Selon les données du Fonds monétaire international (FMI), la part du dollar dans les réserves de change mondiales est passée de plus de 70 % en 2001 à 59 % au premier trimestre 2023, ce qui montre que les banques centrales mondiales ajustent discrètement leur stratégie d’allocation d’actifs.
Castelli pense que ce n’est pas une simple fluctuation à court terme, mais plutôt le reflet d’une transformation structurelle du système financier mondial. Lorsque les turbulences politiques internes aux États-Unis perturbent l’indépendance de la politique monétaire, et que le déficit fiscal continue de croître, réduisant l’attractivité des obligations américaines, les banques centrales se tourneront naturellement vers d’autres options.
Pour la Chine, l’environnement international actuel offre une opportunité d’élargir la portée de l’internationalisation du renminbi. Via des projets comme mBridge, Beijing accélère la mise en place de canaux de règlement transfrontaliers avec Hong Kong, la Thaïlande et les Émirats arabes unis, contournant le système SWIFT.

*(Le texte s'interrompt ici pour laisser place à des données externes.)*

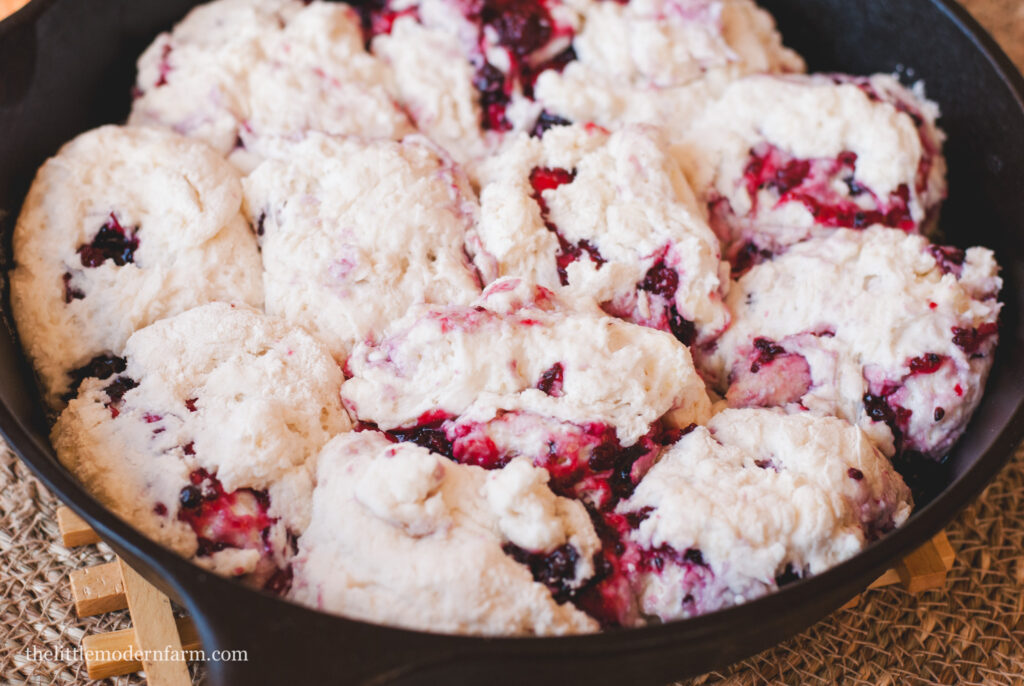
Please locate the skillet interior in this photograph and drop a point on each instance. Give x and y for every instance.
(68, 66)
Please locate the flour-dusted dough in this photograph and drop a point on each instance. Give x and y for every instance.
(780, 159)
(877, 327)
(732, 510)
(124, 226)
(491, 357)
(659, 61)
(522, 373)
(401, 536)
(207, 441)
(354, 232)
(465, 72)
(236, 73)
(610, 217)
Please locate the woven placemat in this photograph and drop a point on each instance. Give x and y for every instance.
(970, 633)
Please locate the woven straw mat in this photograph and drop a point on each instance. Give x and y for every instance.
(970, 633)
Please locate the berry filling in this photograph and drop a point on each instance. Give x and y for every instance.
(881, 404)
(970, 340)
(662, 283)
(549, 178)
(556, 569)
(811, 182)
(113, 242)
(547, 121)
(585, 462)
(529, 37)
(220, 519)
(929, 144)
(377, 17)
(100, 367)
(165, 66)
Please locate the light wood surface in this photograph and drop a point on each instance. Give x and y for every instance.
(97, 590)
(74, 530)
(156, 630)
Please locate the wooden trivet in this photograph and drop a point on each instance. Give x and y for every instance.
(157, 641)
(115, 586)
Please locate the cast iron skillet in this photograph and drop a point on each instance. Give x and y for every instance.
(67, 66)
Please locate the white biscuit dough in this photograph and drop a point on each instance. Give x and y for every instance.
(124, 226)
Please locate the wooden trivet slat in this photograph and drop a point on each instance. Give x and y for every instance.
(156, 642)
(114, 586)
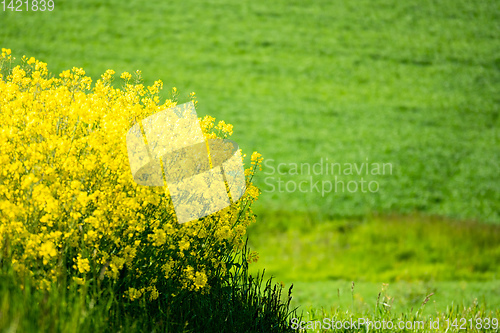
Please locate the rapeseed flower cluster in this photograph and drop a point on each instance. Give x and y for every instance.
(69, 207)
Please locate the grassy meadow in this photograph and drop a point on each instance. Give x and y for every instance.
(413, 84)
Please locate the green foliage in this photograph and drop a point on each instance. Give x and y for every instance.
(240, 303)
(412, 83)
(415, 256)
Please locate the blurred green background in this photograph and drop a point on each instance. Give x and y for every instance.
(412, 83)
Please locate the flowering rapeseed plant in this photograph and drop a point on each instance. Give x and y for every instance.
(69, 208)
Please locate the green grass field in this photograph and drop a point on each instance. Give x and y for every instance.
(413, 84)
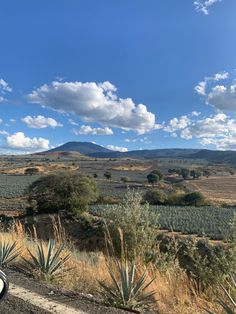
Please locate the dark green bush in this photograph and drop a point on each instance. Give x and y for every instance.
(68, 191)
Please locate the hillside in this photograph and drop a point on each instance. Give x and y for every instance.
(84, 148)
(97, 151)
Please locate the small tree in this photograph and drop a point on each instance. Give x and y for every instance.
(31, 171)
(158, 173)
(72, 192)
(138, 223)
(194, 198)
(152, 178)
(185, 173)
(124, 179)
(206, 173)
(155, 197)
(107, 175)
(196, 174)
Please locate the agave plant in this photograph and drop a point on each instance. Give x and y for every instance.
(47, 262)
(229, 306)
(127, 290)
(8, 252)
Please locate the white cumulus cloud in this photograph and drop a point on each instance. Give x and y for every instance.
(204, 5)
(40, 122)
(4, 86)
(117, 148)
(88, 130)
(220, 95)
(19, 141)
(95, 102)
(218, 130)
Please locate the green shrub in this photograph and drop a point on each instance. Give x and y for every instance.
(127, 289)
(31, 171)
(107, 175)
(8, 253)
(153, 178)
(138, 223)
(194, 198)
(72, 192)
(155, 197)
(46, 263)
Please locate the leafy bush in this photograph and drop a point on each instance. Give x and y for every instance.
(155, 197)
(228, 305)
(72, 192)
(31, 171)
(152, 178)
(194, 198)
(124, 179)
(107, 175)
(138, 223)
(128, 289)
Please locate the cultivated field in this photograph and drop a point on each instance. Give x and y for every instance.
(218, 189)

De plus, le groupe des BRICS pousse activement à la création d’un système de paiement basé sur la blockchain indépendant, afin de réduire la dépendance au dollar. Le gouverneur de la Banque centrale russe a précédemment révélé que 159 institutions de 159 pays ont déjà intégré le système d’information financière russe (SPFS), ce qui montre que la dédollarisation passe progressivement du rêve à la réalité.
Malgré la montée des voix en faveur de la dédollarisation, les experts avertissent que, à court terme, le dollar reste difficile à remplacer totalement. Barry Eichengreen, professeur d’économie à Berkeley, souligne que le dollar « se renforce mutuellement » dans ses fonctions de monnaie de commerce international, de règlement financier et de réserve, et qu’il n’existe actuellement aucun mécanisme permettant aux banques, entreprises et gouvernements mondiaux de changer simultanément leurs comportements.
Cependant, l’analyse de UBS montre que le marché commence à se préparer à un scénario où « le dollar ne serait plus dominant », et le renminbi est l’un des principaux bénéficiaires potentiels.